The MWE above does the job (I’ve plotted the results to confirm), but the GPU code is much slower than the CPU code. CUDA.@time also shows that there are more CPU allocations than GPU allocations.

Here are the outputs from CUDA.@time and @time (using NVIDIA RTX A5000 and Intel(R) Xeon(R) W-2265 CPU @ 3.50GHz)

138.760279 seconds (368.54 M CPU allocations: 14.604 GiB, 3.75% gc time) (16.12 M GPU allocations: 3.182 GiB, 21.28% memmgmt time)
12.789505 seconds (66.35 M allocations: 8.777 GiB, 4.22% gc time, 15.88% compilation time)

I’m new to GPUs and machine learning, so I’m not sure where I should start if I want to fix this issue.

I would appreciate any troubleshooting advice and any insights into why this is happening.
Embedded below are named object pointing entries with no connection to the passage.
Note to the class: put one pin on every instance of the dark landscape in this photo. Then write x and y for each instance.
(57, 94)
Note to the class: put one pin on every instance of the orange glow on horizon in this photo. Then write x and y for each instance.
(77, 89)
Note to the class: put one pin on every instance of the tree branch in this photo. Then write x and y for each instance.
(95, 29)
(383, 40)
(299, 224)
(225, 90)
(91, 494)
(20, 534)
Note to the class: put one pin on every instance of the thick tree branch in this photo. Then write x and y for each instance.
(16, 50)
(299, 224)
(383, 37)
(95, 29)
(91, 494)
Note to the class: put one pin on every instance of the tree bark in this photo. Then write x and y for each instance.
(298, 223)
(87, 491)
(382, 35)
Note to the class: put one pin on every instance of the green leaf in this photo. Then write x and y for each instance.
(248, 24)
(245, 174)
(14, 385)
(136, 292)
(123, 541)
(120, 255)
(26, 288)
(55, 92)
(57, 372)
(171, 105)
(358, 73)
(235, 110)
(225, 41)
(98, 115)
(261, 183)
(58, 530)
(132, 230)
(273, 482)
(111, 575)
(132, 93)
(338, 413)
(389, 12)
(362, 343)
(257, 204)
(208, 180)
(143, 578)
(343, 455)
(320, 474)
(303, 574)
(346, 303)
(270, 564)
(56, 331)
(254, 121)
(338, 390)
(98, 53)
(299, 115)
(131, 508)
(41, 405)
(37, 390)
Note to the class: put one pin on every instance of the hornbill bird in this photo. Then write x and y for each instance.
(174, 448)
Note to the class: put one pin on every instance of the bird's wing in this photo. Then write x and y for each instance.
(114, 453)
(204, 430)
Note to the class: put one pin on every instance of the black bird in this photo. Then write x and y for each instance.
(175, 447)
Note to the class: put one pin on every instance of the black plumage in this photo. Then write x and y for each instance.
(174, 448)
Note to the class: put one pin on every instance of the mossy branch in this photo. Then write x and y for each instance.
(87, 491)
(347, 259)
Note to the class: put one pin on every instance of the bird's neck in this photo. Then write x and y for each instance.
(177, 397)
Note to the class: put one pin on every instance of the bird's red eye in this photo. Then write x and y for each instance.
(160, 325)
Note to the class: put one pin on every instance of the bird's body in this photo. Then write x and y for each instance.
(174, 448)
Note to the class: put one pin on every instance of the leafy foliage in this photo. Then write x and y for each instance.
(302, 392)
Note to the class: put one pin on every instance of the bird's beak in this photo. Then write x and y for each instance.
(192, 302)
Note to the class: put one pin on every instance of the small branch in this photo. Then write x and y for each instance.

Thanks!

GPU memory management could be an issue. You may be filling up GPU memory and then spend all your time shuffling data between GPU memory and shared memory. How full is your GPU memory? You may be able to manually free items, or call the GC manually every few iterations with GC.gc(false).

Also you could use @profview to see where the slowest bits are. If memory is slow, the gpu functions are likely going to show up as hot spots.